10.13.2010

My Body Refuses to Stop

Took my bio test this morning...I'm feeling either an A or B. There were 9 out of 50 questions that I wasn't 100% on, and only 2 of those were complete guesses. I was more prepared than I thought. Thank goodness.

I also remembered at midnight that I had a five paragraph escritura due in Spanish today. Beast moded through that one, too. P.S. Got a 91 on my Intrevista. Not too shabby, I suppose.

Now I've gotta study for APR 260 and SP 201 tests. I can't really catch a break lately with school...I don't understand why. I only have 14 hours. My professors just keep tacking on more work than was listed in the syllabi.

I haven't gotten more than 5 hours of sleep for the past five nights. That means that in the past 120 hours, I've had maybe 25 hours of not-so-quality sleep. My schedule is off. Daytime=sleeptime in my body clock for some reason. Preparing for Spain? I have no idea. I think my body is trying to overcompensate for lack of sleep...trying to condition itself to going without rest. You know you've hit rock bottom when your body just quits trying to tell you it's tired and refuses to sleep for fear of having to wake up too soon...
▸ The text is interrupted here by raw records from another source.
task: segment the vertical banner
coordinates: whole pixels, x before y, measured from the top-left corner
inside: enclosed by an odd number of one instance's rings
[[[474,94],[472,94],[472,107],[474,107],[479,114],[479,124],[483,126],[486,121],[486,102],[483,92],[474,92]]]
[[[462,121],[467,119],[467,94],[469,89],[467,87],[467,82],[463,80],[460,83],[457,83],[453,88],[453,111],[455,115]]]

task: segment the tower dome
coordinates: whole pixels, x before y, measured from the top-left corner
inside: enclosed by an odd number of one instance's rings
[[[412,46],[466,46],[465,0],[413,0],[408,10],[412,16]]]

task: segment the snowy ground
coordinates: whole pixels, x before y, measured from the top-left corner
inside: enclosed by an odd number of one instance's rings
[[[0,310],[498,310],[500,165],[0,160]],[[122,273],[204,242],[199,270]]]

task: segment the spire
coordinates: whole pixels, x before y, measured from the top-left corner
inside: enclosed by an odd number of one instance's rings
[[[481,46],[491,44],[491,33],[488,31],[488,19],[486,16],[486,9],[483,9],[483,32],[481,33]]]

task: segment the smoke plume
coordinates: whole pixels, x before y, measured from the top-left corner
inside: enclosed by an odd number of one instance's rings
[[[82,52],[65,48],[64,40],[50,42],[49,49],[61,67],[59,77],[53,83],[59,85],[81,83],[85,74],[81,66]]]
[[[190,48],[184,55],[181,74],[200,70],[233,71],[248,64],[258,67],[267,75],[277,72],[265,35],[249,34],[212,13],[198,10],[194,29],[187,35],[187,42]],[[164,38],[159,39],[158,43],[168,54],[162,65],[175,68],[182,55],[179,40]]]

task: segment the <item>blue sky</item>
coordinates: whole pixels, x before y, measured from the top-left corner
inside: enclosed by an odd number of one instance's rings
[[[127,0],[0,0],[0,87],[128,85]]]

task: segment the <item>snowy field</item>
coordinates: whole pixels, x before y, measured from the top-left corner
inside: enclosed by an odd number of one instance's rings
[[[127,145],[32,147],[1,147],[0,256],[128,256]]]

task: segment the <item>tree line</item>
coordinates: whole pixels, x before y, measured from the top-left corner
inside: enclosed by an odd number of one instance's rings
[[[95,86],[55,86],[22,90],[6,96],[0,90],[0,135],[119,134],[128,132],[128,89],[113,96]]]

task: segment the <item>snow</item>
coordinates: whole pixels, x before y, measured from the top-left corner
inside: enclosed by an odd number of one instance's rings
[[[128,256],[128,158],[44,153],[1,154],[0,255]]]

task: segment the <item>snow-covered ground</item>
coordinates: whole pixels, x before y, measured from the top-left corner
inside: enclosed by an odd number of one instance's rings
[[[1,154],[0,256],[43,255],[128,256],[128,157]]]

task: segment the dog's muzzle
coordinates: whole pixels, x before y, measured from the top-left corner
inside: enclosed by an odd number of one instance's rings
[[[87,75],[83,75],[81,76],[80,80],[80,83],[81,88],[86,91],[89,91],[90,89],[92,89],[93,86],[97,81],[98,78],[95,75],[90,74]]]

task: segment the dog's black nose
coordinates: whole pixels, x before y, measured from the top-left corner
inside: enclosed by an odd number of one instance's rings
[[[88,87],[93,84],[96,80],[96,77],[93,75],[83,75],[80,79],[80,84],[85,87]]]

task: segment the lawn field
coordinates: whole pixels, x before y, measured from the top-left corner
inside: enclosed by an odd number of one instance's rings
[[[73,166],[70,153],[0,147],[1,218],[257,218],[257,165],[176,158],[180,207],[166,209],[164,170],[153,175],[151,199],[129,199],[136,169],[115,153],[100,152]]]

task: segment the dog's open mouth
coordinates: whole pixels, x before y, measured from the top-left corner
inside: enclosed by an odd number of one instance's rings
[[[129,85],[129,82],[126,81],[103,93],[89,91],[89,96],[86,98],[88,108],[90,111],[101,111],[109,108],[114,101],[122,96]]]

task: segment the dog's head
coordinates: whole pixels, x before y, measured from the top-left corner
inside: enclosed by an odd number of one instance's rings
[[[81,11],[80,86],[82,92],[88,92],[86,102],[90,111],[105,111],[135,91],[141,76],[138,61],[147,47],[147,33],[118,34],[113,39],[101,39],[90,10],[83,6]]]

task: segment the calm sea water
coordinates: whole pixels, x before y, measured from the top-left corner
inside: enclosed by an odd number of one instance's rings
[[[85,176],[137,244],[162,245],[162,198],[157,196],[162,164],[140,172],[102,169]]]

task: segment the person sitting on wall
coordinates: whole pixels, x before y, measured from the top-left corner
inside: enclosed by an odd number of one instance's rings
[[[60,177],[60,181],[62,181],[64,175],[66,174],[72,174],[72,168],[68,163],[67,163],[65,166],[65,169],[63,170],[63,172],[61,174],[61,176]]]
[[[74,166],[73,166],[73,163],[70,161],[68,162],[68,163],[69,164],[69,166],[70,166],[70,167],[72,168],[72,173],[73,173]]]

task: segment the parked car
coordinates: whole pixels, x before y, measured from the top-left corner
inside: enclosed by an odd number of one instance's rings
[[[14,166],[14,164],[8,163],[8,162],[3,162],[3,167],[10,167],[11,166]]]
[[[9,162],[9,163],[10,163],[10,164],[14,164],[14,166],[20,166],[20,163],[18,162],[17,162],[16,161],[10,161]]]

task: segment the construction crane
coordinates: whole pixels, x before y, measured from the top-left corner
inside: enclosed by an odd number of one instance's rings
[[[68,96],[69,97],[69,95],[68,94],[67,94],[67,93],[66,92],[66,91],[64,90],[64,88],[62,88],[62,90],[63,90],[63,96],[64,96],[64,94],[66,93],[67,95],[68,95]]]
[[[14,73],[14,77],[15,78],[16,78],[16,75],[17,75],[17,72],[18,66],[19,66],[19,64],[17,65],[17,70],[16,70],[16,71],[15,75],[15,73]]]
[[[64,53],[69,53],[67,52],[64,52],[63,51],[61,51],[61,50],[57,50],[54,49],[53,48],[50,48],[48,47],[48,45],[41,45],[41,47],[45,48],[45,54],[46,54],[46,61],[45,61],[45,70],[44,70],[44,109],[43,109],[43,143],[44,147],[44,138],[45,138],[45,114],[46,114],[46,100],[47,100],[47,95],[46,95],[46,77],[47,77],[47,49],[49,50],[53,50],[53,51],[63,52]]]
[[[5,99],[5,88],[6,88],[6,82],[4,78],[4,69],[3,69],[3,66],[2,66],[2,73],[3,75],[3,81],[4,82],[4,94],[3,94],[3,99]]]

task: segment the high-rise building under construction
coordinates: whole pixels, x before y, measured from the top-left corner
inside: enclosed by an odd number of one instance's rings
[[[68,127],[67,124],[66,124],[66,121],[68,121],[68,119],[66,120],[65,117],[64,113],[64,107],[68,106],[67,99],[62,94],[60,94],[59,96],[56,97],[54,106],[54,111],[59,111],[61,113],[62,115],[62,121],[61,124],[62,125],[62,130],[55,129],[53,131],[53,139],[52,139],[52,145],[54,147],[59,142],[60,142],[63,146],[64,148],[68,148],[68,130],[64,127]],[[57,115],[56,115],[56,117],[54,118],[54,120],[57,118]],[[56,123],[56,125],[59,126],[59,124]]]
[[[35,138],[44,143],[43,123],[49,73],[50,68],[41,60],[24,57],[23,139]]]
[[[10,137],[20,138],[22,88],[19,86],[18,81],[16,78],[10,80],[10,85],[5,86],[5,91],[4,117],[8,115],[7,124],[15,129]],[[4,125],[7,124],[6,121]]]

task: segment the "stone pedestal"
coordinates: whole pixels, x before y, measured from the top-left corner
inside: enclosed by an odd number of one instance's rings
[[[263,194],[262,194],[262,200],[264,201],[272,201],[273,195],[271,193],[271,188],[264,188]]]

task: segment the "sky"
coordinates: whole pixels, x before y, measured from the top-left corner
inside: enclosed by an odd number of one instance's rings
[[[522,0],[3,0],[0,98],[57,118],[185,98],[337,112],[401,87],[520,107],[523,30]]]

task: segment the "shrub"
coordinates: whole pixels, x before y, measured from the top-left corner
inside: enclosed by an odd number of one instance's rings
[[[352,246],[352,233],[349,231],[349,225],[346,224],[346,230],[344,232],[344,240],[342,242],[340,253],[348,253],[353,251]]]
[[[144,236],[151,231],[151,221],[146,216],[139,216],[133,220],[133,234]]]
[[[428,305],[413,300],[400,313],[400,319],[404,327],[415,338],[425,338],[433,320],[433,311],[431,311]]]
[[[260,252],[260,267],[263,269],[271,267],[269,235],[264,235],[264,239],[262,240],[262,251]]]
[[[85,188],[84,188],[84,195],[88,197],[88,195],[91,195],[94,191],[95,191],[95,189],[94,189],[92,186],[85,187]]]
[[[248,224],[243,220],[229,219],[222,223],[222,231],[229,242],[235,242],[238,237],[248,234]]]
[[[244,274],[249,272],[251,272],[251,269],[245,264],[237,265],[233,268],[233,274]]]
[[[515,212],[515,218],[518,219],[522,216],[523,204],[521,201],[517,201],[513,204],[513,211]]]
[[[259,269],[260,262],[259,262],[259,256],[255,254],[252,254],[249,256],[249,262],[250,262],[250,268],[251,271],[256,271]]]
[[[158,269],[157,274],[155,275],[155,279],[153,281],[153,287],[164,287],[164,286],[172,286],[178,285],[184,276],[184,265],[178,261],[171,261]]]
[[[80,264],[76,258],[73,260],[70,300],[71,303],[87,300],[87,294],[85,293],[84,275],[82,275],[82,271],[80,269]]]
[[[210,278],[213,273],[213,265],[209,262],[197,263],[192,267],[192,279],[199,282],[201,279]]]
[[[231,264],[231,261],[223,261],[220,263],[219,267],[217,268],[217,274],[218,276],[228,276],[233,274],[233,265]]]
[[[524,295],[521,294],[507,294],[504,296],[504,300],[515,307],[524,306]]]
Whoever keeps plugging in their router is about to get a rude awakening from me...if my internet goes down one more time...

I miss taking pictures. I think I'm going to try to post a picture a day. Maybe it will be a different blog entirely. Who knows? It's something I enjoy and I don't want to lose it. And my baby Canon is feeling neglected. (Yes, dad I know. I am going to put it to good use. As if I haven't already...*cough*multiple front page stories*cough*)

I don't miss home.
Weird. Of course I miss my family, but as far as the 251, not so much. It doesn't really feel like 'home'. I'm ready to keep progressing with life. Every time I go back it almost feels like a speed bump. It's not that I don't want to go home on the weekends, but it kind of is at the same time. I want to see my family. I hurt to see my family. But, I don't want to go back to Baldwin County. It takes up so much time and focus. I think I'm scared of getting stuck...

Skipping rock climbing today. I need to get a physical and do some paperwork for study abroad. I also am not comfortable belaying anyone in my current mental state. Exhaustion+belaying device+person's life in my hands=disastrous.